- Mohammadan Location within Iran
- Coordinates: 27°12′06″N 60°33′49″E﻿ / ﻿27.20167°N 60.56361°E
- Country: Iran
- Province: Sistan and Baluchestan
- County: Bampur
- District: Central

Population (2016)
- • Total: 10,302
- Time zone: UTC+3:30 (IRST)

= Mohammadan, Bampur =

City in Sistan and Baluchestan province, Iran

Mohammadan (محمدان) (Note: Formerly Mohammadabad (محمداباد), also romanized as Moḩammadābād; also known as Mohammad Abad Bampoor) is a city in the Central District of Bampur County, Sistan and Baluchestan province, Iran.

==Demographics==
===Population===
At the time of the 2006 National Census, the population was 7,249 in 1,371 households, when it was the village of Mohammadabad in Bampur-e Sharqi Rural District of the former Bampur District of Iranshahr County.
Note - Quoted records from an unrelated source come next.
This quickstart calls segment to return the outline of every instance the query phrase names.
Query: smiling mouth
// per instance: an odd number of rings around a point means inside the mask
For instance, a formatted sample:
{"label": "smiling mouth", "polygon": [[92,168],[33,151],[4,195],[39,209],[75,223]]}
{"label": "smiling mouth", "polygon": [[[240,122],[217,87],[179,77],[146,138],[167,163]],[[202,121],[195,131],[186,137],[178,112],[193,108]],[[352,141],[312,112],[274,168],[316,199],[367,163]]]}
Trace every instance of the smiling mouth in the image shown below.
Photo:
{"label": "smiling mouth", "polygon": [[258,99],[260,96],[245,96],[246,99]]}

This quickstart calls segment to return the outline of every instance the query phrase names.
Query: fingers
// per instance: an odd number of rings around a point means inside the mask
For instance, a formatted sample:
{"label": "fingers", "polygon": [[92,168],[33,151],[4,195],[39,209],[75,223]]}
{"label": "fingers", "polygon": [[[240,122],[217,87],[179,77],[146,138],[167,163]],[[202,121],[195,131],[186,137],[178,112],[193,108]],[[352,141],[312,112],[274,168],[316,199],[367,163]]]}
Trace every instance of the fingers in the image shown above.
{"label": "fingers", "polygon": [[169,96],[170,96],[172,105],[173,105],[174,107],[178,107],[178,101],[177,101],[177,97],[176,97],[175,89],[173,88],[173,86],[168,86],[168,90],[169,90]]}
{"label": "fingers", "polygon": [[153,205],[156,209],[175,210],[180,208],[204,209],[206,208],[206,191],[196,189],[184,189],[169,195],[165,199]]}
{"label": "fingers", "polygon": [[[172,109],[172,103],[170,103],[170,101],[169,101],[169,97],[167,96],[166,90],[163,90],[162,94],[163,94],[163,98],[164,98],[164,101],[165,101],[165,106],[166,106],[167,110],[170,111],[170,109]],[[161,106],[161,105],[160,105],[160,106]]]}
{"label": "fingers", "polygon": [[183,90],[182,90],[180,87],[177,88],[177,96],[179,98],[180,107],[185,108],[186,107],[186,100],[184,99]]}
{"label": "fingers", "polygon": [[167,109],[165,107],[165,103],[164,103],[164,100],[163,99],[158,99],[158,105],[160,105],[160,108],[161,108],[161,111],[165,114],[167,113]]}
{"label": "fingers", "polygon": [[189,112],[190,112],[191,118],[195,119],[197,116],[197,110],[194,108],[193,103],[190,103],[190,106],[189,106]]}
The following census in 2011 counted 8,193 people in 1,863 households, by which time the village had been elevated to city status as Mohammadan. The 2016 census measured the population of the city as 10,302 people in 2,550 households.

In 2017, the district was separated from the county in the establishment of Bampur County. Mohammadan and the rural district were transferred to the new Central District.